It keeps baffling me just how many people are either unable or unwilling to grasp the difference between ‘not believing something’ and ‘believing in something else’.
A non-deity centered example of this would be, say, the question: do you believe that my mother has ‘naturally blond hair’?
Never having met my mother – and therefore not holding an opinion on the topic of her hair colour – seems the most obvious and logical position.
Yet, to have some people explain it, not having any opinion on the topic either way somehow implies a belief that her hair is NOT naturally blond – or even that it is ‘naturally red’!
Like Pat Condell, I find the suggestion that a ‘belief’ should be treated with respect similar to or greater than ‘fact-based reality’ actively offensive! Whether that belief is religious or secular, it is a belief – a notion (perhaps deeply held, but a notion none-the-less). It must never be afforded the level of respect that the anti-blasphemy movements demand.
No, I will not deny them the right to believe whatever they want to.
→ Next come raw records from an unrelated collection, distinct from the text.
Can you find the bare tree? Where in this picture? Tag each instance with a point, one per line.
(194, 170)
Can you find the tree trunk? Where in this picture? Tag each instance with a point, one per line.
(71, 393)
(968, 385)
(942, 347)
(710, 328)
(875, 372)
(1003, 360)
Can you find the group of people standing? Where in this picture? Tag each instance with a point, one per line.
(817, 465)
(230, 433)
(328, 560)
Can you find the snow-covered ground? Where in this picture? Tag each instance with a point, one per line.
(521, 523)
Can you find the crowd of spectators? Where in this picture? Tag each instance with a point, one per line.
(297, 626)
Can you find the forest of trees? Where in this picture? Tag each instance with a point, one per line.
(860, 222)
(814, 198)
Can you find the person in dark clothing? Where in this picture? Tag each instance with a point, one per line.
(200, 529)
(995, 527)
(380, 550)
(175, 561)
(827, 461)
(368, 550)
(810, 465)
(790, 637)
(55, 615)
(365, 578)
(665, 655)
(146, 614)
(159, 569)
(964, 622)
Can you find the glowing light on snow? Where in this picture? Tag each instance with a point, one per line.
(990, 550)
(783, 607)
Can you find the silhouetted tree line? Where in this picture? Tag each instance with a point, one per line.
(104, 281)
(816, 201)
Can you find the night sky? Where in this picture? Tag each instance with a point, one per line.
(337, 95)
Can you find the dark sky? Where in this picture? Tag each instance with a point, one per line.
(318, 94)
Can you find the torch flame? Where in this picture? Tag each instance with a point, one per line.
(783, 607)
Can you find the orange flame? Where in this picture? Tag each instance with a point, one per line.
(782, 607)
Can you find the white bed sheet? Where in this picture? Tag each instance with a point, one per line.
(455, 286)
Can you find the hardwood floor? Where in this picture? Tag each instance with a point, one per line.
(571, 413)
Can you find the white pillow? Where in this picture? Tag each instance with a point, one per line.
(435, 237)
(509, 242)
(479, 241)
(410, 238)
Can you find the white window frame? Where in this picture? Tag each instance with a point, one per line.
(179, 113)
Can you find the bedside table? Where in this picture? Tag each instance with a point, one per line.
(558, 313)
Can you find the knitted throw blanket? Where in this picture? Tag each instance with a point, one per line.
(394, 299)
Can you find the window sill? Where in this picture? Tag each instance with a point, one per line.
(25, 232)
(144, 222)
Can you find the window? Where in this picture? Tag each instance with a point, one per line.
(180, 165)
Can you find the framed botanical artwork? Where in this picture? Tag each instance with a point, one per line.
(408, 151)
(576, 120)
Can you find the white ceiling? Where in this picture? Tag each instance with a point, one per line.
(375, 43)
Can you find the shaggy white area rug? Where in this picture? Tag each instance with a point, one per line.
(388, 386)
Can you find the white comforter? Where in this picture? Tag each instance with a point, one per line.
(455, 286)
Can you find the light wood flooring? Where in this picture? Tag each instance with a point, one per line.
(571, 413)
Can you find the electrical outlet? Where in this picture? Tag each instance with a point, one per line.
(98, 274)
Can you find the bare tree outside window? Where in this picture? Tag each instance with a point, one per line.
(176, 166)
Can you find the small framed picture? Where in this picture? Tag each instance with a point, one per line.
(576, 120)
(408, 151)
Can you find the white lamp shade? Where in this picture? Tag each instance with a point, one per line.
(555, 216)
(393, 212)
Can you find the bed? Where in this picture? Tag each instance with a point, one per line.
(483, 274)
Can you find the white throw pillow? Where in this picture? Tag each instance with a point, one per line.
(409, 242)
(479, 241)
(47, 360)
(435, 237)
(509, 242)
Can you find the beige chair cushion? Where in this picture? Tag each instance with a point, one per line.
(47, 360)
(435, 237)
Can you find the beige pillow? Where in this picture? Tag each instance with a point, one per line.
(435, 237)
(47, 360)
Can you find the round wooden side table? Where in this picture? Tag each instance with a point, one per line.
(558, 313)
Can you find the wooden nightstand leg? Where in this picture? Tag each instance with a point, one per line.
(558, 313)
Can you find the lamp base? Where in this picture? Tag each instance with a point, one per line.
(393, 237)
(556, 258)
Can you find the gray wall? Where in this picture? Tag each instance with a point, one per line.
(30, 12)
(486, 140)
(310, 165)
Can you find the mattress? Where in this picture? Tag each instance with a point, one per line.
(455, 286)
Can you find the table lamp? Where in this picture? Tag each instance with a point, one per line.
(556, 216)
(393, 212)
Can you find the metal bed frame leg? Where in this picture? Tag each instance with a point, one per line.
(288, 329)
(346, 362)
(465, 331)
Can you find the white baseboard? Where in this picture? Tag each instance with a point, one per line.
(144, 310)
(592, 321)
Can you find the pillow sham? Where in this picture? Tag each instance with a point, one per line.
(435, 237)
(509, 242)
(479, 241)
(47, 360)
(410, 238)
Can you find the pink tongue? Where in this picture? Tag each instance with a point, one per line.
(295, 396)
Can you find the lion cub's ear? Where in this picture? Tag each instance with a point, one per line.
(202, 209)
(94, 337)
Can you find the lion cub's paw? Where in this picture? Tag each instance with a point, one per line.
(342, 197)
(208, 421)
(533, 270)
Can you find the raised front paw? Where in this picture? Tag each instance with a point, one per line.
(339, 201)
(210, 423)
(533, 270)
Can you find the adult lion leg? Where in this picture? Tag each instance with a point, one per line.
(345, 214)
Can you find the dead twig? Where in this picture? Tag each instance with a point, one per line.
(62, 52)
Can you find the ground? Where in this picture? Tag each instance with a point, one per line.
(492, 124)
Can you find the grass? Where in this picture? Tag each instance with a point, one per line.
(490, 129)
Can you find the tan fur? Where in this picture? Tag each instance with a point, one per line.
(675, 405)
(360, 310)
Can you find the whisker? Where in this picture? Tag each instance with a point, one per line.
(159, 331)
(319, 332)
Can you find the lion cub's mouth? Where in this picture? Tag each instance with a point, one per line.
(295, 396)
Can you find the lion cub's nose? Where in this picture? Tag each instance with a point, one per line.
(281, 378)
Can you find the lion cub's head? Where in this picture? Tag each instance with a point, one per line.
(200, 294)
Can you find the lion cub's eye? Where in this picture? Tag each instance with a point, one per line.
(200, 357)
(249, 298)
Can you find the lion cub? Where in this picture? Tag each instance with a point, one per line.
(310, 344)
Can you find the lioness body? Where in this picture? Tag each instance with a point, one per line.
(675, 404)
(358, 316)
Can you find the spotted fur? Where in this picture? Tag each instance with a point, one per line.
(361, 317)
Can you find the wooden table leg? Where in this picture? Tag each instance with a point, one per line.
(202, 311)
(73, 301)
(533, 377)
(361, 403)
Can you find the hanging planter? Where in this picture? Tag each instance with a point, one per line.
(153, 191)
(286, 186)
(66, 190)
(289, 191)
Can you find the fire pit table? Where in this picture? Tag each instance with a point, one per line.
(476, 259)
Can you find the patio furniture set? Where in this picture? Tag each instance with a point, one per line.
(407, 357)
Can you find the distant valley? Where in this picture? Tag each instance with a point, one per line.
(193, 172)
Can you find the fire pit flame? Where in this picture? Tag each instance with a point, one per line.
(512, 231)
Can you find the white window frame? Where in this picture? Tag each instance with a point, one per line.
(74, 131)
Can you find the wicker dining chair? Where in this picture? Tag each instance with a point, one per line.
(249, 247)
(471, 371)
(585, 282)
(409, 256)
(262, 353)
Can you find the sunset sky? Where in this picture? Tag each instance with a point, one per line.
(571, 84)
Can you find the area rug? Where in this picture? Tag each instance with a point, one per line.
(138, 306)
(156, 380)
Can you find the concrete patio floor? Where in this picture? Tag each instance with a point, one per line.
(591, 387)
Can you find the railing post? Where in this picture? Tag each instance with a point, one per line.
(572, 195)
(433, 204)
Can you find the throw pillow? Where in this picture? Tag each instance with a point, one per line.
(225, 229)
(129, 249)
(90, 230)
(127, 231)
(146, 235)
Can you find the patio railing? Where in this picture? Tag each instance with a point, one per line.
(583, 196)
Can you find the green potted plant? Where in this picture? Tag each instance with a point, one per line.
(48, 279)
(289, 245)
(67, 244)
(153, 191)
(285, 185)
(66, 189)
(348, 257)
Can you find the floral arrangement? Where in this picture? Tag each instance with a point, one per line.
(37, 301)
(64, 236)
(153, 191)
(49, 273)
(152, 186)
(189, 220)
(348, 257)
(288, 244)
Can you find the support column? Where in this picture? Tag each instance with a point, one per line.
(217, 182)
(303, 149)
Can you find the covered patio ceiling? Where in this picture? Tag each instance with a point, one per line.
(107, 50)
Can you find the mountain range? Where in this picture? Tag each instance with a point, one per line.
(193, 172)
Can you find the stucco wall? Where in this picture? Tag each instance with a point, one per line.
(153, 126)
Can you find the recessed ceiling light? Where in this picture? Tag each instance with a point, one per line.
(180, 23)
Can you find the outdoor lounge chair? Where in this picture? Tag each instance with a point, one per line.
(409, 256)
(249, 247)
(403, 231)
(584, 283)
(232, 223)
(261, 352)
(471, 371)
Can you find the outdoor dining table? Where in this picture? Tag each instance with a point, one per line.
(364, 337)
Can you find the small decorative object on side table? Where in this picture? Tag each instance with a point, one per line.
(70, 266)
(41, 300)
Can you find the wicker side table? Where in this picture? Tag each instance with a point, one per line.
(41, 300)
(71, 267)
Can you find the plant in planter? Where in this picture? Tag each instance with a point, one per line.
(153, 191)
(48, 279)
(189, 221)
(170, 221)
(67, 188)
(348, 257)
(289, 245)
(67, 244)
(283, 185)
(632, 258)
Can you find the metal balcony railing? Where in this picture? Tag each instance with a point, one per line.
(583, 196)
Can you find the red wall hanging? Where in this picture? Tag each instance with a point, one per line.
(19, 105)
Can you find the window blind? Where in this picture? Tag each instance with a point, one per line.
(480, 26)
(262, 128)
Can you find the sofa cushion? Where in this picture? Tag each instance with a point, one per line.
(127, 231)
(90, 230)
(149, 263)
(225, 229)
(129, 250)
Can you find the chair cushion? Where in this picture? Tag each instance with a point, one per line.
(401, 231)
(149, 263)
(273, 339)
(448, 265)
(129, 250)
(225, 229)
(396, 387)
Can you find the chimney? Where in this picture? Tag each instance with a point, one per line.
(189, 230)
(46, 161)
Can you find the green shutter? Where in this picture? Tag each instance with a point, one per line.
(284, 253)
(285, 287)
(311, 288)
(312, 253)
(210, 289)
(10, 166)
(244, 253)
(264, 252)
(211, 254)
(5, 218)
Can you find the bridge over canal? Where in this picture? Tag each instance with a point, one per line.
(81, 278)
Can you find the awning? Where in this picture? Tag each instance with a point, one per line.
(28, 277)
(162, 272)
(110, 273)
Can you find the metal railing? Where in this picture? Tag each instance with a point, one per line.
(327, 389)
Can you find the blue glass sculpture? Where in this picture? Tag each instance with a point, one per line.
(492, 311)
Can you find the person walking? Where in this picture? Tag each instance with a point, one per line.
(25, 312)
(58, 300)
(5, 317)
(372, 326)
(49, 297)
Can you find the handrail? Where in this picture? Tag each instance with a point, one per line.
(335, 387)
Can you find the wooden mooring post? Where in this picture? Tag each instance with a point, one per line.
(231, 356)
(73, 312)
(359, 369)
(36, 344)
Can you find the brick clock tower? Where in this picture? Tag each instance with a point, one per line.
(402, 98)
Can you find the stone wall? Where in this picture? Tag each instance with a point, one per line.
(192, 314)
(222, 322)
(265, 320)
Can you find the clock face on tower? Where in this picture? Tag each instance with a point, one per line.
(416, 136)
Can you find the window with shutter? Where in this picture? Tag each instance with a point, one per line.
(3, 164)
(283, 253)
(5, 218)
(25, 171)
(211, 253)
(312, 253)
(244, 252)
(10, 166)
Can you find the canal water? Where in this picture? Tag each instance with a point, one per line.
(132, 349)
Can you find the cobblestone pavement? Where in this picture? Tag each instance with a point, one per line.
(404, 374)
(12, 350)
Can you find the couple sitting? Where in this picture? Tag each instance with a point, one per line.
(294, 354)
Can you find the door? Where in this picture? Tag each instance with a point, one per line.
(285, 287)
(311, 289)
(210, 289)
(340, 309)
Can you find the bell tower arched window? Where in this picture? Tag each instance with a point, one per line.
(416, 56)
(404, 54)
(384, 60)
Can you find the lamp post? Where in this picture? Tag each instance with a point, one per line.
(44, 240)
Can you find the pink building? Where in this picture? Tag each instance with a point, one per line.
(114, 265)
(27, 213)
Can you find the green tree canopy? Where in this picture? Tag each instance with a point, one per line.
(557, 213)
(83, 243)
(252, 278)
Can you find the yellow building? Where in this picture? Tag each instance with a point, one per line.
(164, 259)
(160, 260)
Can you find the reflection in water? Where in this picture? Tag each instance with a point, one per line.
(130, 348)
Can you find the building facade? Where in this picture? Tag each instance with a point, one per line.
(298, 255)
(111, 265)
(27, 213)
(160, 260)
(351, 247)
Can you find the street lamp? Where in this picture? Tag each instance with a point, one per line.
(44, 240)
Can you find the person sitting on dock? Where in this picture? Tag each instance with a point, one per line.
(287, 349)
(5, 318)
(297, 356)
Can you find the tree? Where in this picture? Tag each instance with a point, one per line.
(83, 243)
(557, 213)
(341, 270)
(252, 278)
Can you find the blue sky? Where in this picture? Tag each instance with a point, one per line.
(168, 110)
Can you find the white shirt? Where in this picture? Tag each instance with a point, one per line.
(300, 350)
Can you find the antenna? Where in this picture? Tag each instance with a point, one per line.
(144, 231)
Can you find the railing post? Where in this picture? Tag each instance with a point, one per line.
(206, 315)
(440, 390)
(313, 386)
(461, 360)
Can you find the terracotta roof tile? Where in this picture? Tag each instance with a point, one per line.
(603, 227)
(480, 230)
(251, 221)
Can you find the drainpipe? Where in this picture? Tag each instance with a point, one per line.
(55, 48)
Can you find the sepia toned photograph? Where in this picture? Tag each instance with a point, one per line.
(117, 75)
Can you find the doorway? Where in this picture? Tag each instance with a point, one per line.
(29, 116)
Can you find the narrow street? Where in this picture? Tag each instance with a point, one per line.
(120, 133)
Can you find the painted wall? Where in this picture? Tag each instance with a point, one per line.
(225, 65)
It is their right to believe whatever they wish.
But it is NOT their right to demand that I, you, or anyone else respects their beliefs and goes around pretending that just because they believe something, we must all behave as it it were true!
Yet that is exactly what the UN’s new anti-blasphemy laws demand…
Now, couple the religious beliefs with political ambitions and you have a recipe for oppression – of the worst kind.